Comments submitted by the Chicago-based ACS suggested several revisions, including downgrading some of the recommendations on surgical masks, gowns, and drapes from "strongly recommended" (IB) to "suggested for implementation" (Category II). (See definitions of rankings, p. 153.) The comments by the ACS Committee on Operating Room Environment (CORE) were submitted by CORE chairman Samuel A. Wells Jr., MD, FACS.
For example, the CDC draft guidelines recommend wearing a surgical mask that fully covers the mouth and nose when entering the operating room if sterile instruments are exposed or if an operation is about to begin or is in progress. The CDC recommends that clinicians wear the mask throughout the entire operation. The guidelines note that such masking is in accordance with requirements of the Occupational Safety and Health Administration bloodborne pathogen standard.
"The invocation of the OSHA standard on the use of a mask for personal protection should not be construed as a reason to use a mask for the prevention of SSI," the ACS stated in the comments from its CORE committee.
The recommendation does not take into account all of the available literature, the ACS noted, citing studies that have shown that the presence of unmasked personnel in the operating room but not at the operating table did not increase the rate of SSIs.3,4 Likewise, the ACS took issue with the CDC recommendation to use materials for surgical gowns and drapes that are effective barriers when wet, noting that the draft overview points out that most of these materials inhibit heat loss and evaporation of sweat from the body.
"Implementation of this recommendation not only may make the surgical team uncomfortable but also may pose a health threat to some health care workers," the ACS states. ". . . CDC should recognize that most surgical gowns are ineffective barriers when wet, particularly in the arms. CORE believes that this objective should be presented as a future goal, but should not have the weight of a regulation that is strongly recommended."
The ACS also recommended downgrading recommendations on wound closure and draining techniques to the "suggested practice" level, saying they were supported by too few references.
"CORE encourages the CDC to recognize that appropriate closure techniques in any given circumstance are highly individual and should be left up to the surgeon of record," the comments state. "If the CDC wishes to make recommendations on these issues, a review of evidence-based practices by specialty throughout the world is necessary.
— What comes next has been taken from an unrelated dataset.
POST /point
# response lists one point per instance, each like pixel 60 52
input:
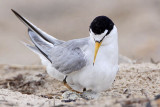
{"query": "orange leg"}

The current recommendation is too broad for ubiquitous application."
James T. Lee, MD, PhD, FACS, one of the principal HICPAC members who worked with the CDC in drafting the guidelines, declined to comment on the draft while it is still under discussion and revision. While the ACS suggested some revisions, groups representing infection control professionals and operating room nurses largely endorsed the draft as written.
Indeed, in response to an inquiry by HIC, Ramona Conner, RN, MSN, operative nurse specialist with the Association of Operating Room Nurses in Denver, clarified via fax that the group had not submitted any comments on the CDC draft guideline because it has no "substantive concerns regarding the document."
Likewise, the Association for Professionals in Infection Control and Epidemiology (APIC) in Washington, DC, suggested only one revision and made a point to commend the CDC and HICPAC for the quality of the draft version.
"This guideline is excellent," stated comments submitted by Martha DeCastro, RN, MS, CIC, chair of the APIC guidelines committee. "It provides a comprehensive review of pertinent literature and organizes recommendations in an easy to understand manner."
APIC did express concern that the draft calls for hand washing with an "antiseptic agent before and after dressing changes." DeCastro pointed out that the recommendation conflicts with APIC's hand washing guidelines, which recommend the use of non-antimicrobial soap for general patient care.
References
1. Centers for Disease Control and Prevention. Draft guideline for prevention of surgical site infections, 1998. 63 Fed Reg 167-133, 192 (June 17, 1998).
2. Garner JS. Guideline for prevention of surgical wound infections, 1985. Infect Control 1986; 7:193-200.
3. McCluskey F. Does wearing a mask reduce bacterial wound infection? A literature review. Br J Theatre Nurs 1996; 6:18-20.
4. Mitchell NJ, Hunt S. Surgical face masks in modern operating rooms - a costly and unnecessary ritual? J Hosp Infect 1991; 18:239-242.